Oozing lava has destroyed at least 26 homes on the island of Hawaii over the past few days, as the volcano of Kilauea continues to erupt, and officials don’t know when the lava will stop.
“That number could change,” Hawaii County spokeswoman Janet Snyder told the Associated Press of the ruined houses. “This is heartbreaking.”
At least 10 volcanic fissures have so far cracked open in the ground around the volcano and begun to spit lava, sometimes as high as 200 feet in the air, CBS News reported. The Hawaii County Civil Defense Agency dubbed the phenomenon “active volcanic fountaining.”
While the volcanoes you may spot at an elementary school science fair are typically tall and cone-shaped, Kilauea is what’s known as a “shield volcano.” Veined with vents of flowing lava, these volcanoes more resemble flattened domes (and, yes, shields). Kilauea’s dome, in the words of Denison University volcanologist Erik Klemetti, is “huge.”
“The scale of it is hard to comprehend until you’re on the volcano and you realize you can drive 20 miles and still be on the volcano,” Klemetti told the Atlantic Thursday, after just one fissure had split open.
Kilauea is the youngest and most active volcano on the island of Hawaii.
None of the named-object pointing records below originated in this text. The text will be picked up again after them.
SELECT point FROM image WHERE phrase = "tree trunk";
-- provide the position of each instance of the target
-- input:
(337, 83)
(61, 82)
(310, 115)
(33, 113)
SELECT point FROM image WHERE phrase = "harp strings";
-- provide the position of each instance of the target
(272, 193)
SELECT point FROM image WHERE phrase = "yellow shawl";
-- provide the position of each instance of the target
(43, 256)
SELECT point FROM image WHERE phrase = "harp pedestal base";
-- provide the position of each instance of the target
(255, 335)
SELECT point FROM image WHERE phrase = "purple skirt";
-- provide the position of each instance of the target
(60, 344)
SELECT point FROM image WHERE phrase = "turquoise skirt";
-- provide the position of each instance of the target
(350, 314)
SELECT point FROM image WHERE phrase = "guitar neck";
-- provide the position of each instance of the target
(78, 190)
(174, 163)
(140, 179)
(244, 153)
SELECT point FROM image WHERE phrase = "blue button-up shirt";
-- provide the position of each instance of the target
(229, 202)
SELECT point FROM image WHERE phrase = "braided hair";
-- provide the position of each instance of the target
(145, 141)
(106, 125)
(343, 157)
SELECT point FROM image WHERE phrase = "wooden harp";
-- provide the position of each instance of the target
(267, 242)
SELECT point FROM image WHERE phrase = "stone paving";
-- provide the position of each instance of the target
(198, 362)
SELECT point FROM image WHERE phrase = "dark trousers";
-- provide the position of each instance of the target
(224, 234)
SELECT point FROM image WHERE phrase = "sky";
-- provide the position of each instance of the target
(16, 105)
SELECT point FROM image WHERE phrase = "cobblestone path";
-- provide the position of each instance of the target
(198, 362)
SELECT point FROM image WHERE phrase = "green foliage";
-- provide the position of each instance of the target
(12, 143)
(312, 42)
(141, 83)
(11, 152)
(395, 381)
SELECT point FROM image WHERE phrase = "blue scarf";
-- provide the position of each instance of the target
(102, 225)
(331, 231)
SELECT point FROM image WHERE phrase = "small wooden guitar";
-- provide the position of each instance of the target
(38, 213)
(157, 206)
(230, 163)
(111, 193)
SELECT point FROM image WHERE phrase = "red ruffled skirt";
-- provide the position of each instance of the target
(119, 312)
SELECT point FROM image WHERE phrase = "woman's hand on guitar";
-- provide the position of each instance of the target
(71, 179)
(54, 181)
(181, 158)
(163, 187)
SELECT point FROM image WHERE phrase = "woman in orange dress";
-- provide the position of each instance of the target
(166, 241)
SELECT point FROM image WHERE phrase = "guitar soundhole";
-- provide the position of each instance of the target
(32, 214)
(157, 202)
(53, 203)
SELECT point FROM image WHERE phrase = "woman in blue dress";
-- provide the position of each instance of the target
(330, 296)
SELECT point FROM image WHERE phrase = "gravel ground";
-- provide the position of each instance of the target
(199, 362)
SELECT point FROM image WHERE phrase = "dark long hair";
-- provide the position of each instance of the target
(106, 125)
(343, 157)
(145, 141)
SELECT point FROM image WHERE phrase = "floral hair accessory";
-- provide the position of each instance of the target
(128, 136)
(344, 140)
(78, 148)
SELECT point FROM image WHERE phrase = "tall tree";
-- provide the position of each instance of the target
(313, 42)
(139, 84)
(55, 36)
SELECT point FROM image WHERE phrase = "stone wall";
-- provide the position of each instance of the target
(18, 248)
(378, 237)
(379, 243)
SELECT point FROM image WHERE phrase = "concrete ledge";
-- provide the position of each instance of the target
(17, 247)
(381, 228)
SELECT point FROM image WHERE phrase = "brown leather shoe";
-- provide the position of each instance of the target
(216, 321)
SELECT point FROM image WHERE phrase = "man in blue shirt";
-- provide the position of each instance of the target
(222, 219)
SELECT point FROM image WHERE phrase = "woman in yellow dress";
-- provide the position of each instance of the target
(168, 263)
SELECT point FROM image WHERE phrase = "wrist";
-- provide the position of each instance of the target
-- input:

It is visible as a bulge on the slope of the giant Mauna Loa volcano. Originally it was thought to be a satellite of its bigger neighbor, but the U.S. Geological Survey says it has its own magma plumbing system more than 60 kilometers deep in the earth.
Kilauea has erupted continuously over the past 35 years, but its latest fissures are appearing in a region that’s remained largely inactive since the 1950s, according to the Atlantic.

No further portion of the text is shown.